Museo del Novecento: orari, prezzi, opere e mostre

Palazzo dell'Arengario Piazza Duomo

Il Palazzo dell’Arengario che ospita il museo, fu ideato nel 1936 per dare un aspetto moderno a Piazza Duomo e rappresenta quindi la sede perfetta per il Museo del Novecento, inaugurata nel 2010. Il museo si trova nel cuore di Milano, esattamente al n.8 di Piazza Duomo, facendo comunicare Palazzo dell’Arengario e Palazzo Reale.

Museo del Novecento: come raggiungerlo

Si raggiunge comodamente con molti mezzi di superficie del trasporto pubblico e con due linee della metropolitana: la linea1 (rossa) e la linea3 (gialla). Per entrambe le linee la fermata è quella di Piazza Duomo, dove è situata anche un’area taxi. Gli autobus più vicini arrivano e partono da Piazza Armando Diaz, mentre le principali fermate del tram sono distribuite tra Via Giuseppe Mazzini, Via Torino e le vicine Piazza Cordusio e Piazza Fontana.

Museo del Novecento: orari e prezzi

Il Museo del Novecento è aperto tutti i giorni dalle 9:30 alle 19:30; il lunedì apre solo dalle 14:30 alle 19:30, mentre il giovedì e il sabato l’orario di apertura è esteso fino alle 22:30. I biglietti hanno un costo che oscilla tra un minimo di 3€ e un massimo di 10€; l’ingresso è gratuito per i minori di 18 anni, le guide e i portatori di handicap.
Il fornitissimo sito museale contiene le più svariate informazioni insieme alle foto di alcune delle opere d’arte ospitate al suo interno. Inoltre è possibile acquistare online i biglietti d’ingresso, sia per la visita alla collezione permanente, sia per le mostre temporanee.

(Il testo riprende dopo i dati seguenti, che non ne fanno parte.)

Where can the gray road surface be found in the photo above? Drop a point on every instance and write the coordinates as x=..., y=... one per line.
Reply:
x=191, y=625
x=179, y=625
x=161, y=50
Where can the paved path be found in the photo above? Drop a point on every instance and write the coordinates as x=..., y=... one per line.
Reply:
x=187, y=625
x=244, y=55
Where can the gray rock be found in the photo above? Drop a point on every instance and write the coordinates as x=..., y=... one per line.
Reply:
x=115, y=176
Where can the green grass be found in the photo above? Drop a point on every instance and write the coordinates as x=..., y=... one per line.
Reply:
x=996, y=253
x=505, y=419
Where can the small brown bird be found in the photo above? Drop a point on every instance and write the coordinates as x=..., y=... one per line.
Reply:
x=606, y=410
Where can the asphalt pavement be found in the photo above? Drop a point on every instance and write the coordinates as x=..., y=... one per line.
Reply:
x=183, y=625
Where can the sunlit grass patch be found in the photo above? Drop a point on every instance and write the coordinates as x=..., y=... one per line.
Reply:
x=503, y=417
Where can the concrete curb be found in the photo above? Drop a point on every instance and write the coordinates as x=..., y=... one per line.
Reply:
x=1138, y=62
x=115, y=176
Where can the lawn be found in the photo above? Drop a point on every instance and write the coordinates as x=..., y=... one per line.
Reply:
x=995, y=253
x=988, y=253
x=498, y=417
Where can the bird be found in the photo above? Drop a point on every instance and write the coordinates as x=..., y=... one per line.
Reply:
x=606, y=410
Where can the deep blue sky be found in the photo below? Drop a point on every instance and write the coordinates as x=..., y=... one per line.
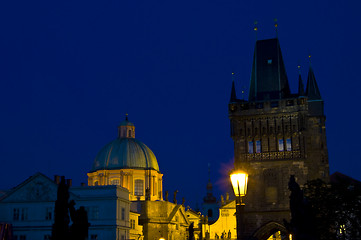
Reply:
x=70, y=70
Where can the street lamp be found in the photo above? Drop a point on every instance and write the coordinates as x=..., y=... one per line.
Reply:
x=239, y=182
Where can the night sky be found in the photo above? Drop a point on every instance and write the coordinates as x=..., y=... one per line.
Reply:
x=70, y=70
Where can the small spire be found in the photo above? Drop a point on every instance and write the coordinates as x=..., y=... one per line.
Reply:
x=255, y=28
x=276, y=26
x=233, y=91
x=312, y=90
x=301, y=88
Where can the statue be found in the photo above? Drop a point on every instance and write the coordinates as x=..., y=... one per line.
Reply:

Museo del Novecento: le opere

Nel museo sono raccolte più di quattrocento opere d’arte realizzate nel XX secolo. La collezione permanente è divisa in tre sezioni e le opere sono esposte in ordine cronologico, lungo un percorso che parte da Palazzo dell’Arengario e termina in un’ala del Palazzo Reale.

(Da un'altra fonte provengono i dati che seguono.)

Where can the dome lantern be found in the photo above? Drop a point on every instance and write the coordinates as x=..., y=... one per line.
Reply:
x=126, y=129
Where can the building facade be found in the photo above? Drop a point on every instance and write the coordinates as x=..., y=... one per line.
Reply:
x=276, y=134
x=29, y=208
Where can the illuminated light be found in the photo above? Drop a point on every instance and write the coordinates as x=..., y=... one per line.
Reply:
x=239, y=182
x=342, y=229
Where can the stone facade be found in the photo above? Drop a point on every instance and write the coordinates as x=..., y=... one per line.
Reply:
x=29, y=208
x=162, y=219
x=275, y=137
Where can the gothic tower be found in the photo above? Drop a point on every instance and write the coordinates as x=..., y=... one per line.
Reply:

Tra i capolavori della collezione permanente possiamo ammirare Il quarto stato, la tela di Giuseppe Pellizza da Volpedo presentata per la prima volta al pubblico nel 1902 alla Quadriennale di Torino. Nella sala dedicata alle avanguardie internazionali spiccano il quadro Composizione (1916) di Vasilij Vasil’evič Kandinskij e la tela di Paul Klee, Wald Bau (1919). Nella stessa sala trova spazio anche il ritratto di Béatrice Hastings, realizzato da Amedeo Modigliani nel 1915, un’opera che segnò il ritorno alla pittura dell’artista toscano.
La maggior parte delle opere che troverete nel Museo del Novecento sono state acquisite o donate da collezionisti privati milanesi.

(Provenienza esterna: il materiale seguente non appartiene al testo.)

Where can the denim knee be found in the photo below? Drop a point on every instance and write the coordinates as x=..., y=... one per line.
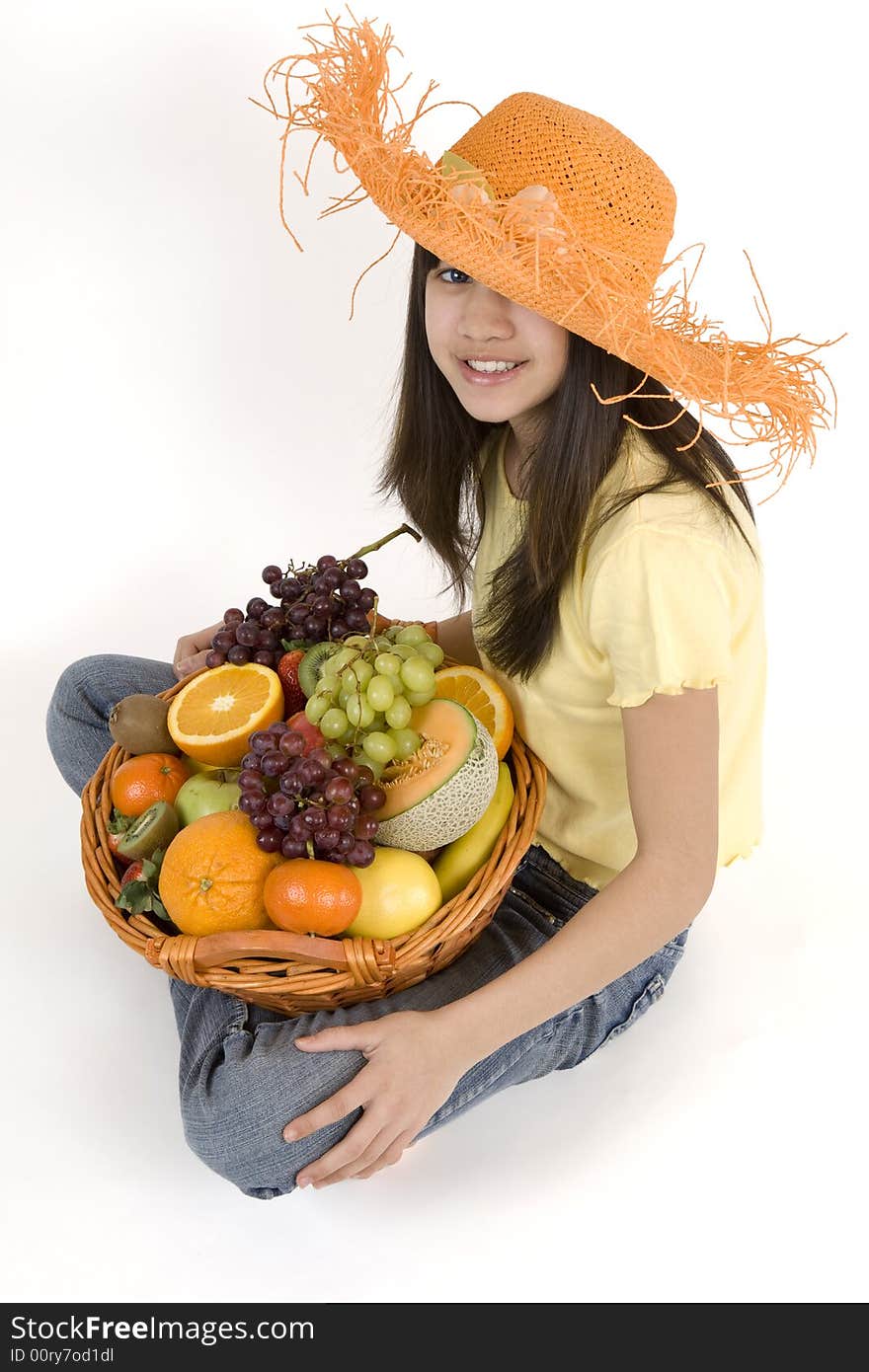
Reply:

La Collezione Riccardo Jucker

La Collezione Jucker è composta da circa 40 opere prodotte tra il 1907 e il 1935 e che riguardano soprattutto il periodo futurista. Elasticità (1912) di Umberto Boccioni e Il cavaliere rosso (1913) di Carlo Carrà sono solo alcuni dei capolavori della Collezione Jucker, tra i quali possiamo ammirare anche tre dipinti di Picasso: il più celebre è sicuramente La Bouteille de Bass (1912-14).

La Sala Fontana

L’ultimo piano di Palazzo dell’Arengario è interamente dedicato a Lucio Fontana, fondatore del movimento spazialista. Nella Sala Fontana potrete ammirare il Soffitto spaziale dell’Hotel del Golfo di Procchio, sull’Isola d’Elba, e la famosa installazione di tubi fluorescenti al neon, Arabesco di luce fluorescente, realizzata dall’artista argentino nel 1951 per decorare la scalinata della Triennale di Milano. Sala Fontana ospita anche il trittico Concetto spaziale. New York., una vista della città di New York realizzata con tagli e graffiature su lastre di rame, un’opera del 1962 che è ritornata prepotentemente di attualità dopo l’attentato terroristico alle Torri Gemelle dell’11 Settembre 2001.

Museo del Novecento: l’anima futurista di Milano

Vi ricordiamo che la collezione permanente del Museo del Novecento è la più vasta esposizione di opere d’arte futurista al mondo. Il Museo ospita periodicamente anche mostre temporanee dedicate all’arte moderna e contemporanea, con esposizioni di fotografia, grafica e design.
Il Museo del Novecento è certamente una tappa obbligata per tutti gli amanti dell’arte moderna; solo qui infatti trovano uno spazio ideale le opere dei maggiori artisti italiani e internazionali. Un museo che svela e testimonia in modo spettacolare la perenne anima futurista del capoluogo lombardo.